Les dirigeants de l'Écosse, du pays de Galles et d'Irlande du Nord ont accueilli avec une franche réserve les annonces d'Andy Burnham sur la dévolution, estimant que les promesses du nouveau locataire du 10 Downing Street manquent de substance et ne répondent pas aux attentes des nations constitutives du Royaume-Uni.
Le Premier ministre écossais, John Swinney, a qualifié les propositions de « vagues et insuffisantes », soulignant que son administration attend des actes, non des paroles. « Nous avons besoin d'un calendrier précis et de garanties financières », a-t-il déclaré lors d'une conférence de presse à Édimbourg. Il a également réclamé une révision du système de financement, jugé obsolète et défavorable à l'Écosse.
De son côté, la Première ministre galloise, Eluned Morgan, a exprimé sa « déception » face à l'absence de détails concrets sur le transfert des compétences promises. Elle a notamment insisté sur la nécessité d'obtenir des pouvoirs élargis en matière de transport, d'énergie et de justice, des domaines où le gouvernement gallois estime que les promesses de Burnham restent « lettre morte ». « Ce n'est pas un nouveau chapitre, c'est le même vieux livre avec une couverture différente », a-t-elle ironisé.
En Irlande du Nord, la situation est plus complexe. La Première ministre, Michelle O'Neill, a salué l'intention affichée de renforcer la dévolution, mais a aussitôt conditionné son soutien à une réponse claire sur le protocole nord-irlandais et le statut post-Brexit de la province. « Nous ne pouvons pas avancer tant que ces questions fondamentales ne sont pas réglées », a-t-elle averti. Son homologue unioniste, Emma Little-Pengelly, vice-Première ministre, a pour sa part dénoncé un « dialogue de sourds » et réclamé des engagements écrits.
Un scepticisme partagé au-delà des clivages politiques
Les critiques ne se limitent pas aux seuls dirigeants nationalistes ou indépendantistes. Des voix modérées au sein des assemblées régionales ont également fait part de leurs doutes. Le chef de l'opposition écossaise, Douglas Ross, a estimé que les promesses de Burnham « sentent l'improvisation » et a appelé à une conférence intergouvernementale urgente pour clarifier les intentions du gouvernement britannique.
L'absence de consultation préalable avec les administrations dévolues a été particulièrement mal vécue. Plusieurs responsables ont confié leur sentiment d'avoir été mis devant le fait accompli, sans véritable dialogue en amont des annonces faites depuis Londres.
Des promesses jugées floues sur la méthode et les moyens
Au cœur des critiques : le manque de précisions sur les modalités concrètes de la dévolution. Si Andy Burnham s'est engagé à transférer des compétences et à créer un « No 10 North » symbolique, il n'a pas chiffré les ressources qui accompagneraient ces transferts. Les chefs des gouvernements dévolus réclament notamment des garanties sur le maintien des dotations budgétaires, dans un contexte de rigueur annoncée.

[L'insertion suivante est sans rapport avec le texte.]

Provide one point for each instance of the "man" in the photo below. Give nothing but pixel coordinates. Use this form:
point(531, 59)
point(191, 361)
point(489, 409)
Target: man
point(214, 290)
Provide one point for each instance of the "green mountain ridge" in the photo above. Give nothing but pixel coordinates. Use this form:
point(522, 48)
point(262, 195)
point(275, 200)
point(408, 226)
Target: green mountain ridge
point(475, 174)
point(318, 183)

Le calendrier est également un point de friction. Alors que l'Écosse et le pays de Galles souhaitent des avancées rapides, plusieurs observateurs estiment que la priorité du nouveau Premier ministre semble être la réforme de l'économie et des institutions financières – via notamment une scission du Trésor et une réforme de la Banque d'Angleterre –, reléguant la dévolution au second plan.
Un test pour la crédibilité de Burnham
Pour Andy Burnham, qui a fait de la dévolution l'un des piliers de son programme et de son identité politique de « Premier ministre du Nord », ces résistances représentent un défi majeur. Sa promesse de « rééquilibrer le pouvoir et les opportunités en dehors de Londres » est désormais examinée à la loupe par les capitales régionales. L'issue de ces tractations déterminera en grande partie la capacité du nouveau gouvernement à restaurer la confiance avec les nations dévolues et à incarner un renouveau du pacte constitutionnel britannique.
Les prochaines semaines s'annoncent décisives. Une réunion des chefs de gouvernement des quatre nations britanniques devrait se tenir prochainement, permettant peut-être de préciser les contours de la future architecture institutionnelle. En attendant, les dirigeants écossais, gallois et nord-irlandais ont prévenu : ils ne se contenteront pas de promesses.